🎙️ Arabic Phoneme ASR — wav2vec2-large-xlsr-53
Fine-tuned facebook/wav2vec2-large-xlsr-53 for phoneme-level Arabic speech recognition using CTC, trained on the tunis-ai/arabic_speech_corpus dataset.
Model Description
This model transcribes Arabic speech directly into a sequence of phoneme tokens rather than graphemes or words. It is intended for linguistic analysis, pronunciation research, and downstream tasks that benefit from sub-word acoustic representations.

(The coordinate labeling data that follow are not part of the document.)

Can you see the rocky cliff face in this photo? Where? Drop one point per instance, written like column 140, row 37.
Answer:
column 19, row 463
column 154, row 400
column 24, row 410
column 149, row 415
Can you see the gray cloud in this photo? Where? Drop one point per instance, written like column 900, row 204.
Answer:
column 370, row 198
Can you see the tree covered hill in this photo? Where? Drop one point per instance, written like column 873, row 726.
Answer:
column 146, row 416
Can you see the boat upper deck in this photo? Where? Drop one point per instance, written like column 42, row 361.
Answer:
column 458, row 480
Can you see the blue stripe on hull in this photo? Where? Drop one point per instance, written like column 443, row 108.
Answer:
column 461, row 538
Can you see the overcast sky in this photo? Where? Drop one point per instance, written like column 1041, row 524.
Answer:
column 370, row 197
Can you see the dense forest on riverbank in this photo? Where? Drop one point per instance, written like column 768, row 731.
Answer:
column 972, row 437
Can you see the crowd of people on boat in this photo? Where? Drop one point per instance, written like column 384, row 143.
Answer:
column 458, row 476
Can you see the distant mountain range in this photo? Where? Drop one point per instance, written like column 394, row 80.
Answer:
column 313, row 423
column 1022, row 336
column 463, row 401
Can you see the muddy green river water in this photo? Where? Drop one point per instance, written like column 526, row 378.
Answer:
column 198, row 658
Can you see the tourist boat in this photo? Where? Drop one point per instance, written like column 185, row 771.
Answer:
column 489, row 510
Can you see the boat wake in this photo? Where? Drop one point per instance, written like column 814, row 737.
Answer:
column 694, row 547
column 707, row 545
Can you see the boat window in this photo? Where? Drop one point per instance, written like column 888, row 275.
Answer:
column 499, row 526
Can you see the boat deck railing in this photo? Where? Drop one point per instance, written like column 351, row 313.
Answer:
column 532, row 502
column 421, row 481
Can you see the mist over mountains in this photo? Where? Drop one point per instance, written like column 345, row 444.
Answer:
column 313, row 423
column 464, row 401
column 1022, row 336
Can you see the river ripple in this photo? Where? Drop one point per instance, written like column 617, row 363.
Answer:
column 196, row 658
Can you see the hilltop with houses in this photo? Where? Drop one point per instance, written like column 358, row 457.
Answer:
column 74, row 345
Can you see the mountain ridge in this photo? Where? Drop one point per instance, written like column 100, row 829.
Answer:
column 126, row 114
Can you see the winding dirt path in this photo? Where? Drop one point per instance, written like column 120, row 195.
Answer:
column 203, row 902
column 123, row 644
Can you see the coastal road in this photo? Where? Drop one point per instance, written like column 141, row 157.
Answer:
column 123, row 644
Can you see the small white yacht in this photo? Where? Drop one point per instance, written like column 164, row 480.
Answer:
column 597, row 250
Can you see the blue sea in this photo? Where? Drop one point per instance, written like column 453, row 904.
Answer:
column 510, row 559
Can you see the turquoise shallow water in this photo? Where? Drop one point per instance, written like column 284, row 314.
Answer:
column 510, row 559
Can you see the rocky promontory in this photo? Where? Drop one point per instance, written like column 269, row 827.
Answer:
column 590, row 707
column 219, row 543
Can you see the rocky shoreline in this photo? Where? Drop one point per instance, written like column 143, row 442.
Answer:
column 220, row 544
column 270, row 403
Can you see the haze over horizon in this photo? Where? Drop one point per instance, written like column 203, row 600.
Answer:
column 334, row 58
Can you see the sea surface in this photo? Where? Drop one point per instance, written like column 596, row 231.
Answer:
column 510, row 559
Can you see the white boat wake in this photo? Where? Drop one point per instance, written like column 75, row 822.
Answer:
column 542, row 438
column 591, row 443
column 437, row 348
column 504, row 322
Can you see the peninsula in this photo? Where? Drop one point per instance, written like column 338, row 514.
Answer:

The base model's convolutional feature encoder is frozen; only the transformer layers and a freshly initialized CTC head (61 phoneme tokens) are fine-tuned.
Training Details
| Parameter | Value |
|---|---|
| Base model | facebook/wav2vec2-large-xlsr-53 |
| Dataset | tunis-ai/arabic_speech_corpus |
| Target label | phonetic column (phoneme sequences) |
| Sample rate | 16 kHz |
| Epochs | 40 (early stopping, patience = 10) |
| Effective batch size | 16 (2 × 8 gradient accumulation) |
| Learning rate | 1e-4 |
| Warmup steps | 500 |
| Precision | fp16 |
Data Splits
The original train/test splits were pooled and re-split deterministically (seed 42):
| Split | Samples | % |
|---|---|---|
| Train | 1,530 | 80% |
| Validation | 191 | 10% |
| Test | 192 | 10% |
Preprocessing
- Audio resampled to 16 kHz
- Phoneme sequences cleaned: punctuation removed, lowercased, whitespace normalised
- Gemination (doubled tokens like
bb,dd) mapped to their single form to reduce vocabulary size - Noise/distortion marker
distmapped tosil - Phonemes joined with
|(word delimiter token) before tokenisation to prevent character-level splitting
Vocabulary
The model uses a 59-phoneme vocabulary plus three special tokens (|, [UNK], [PAD]), for a total of 61 tokens.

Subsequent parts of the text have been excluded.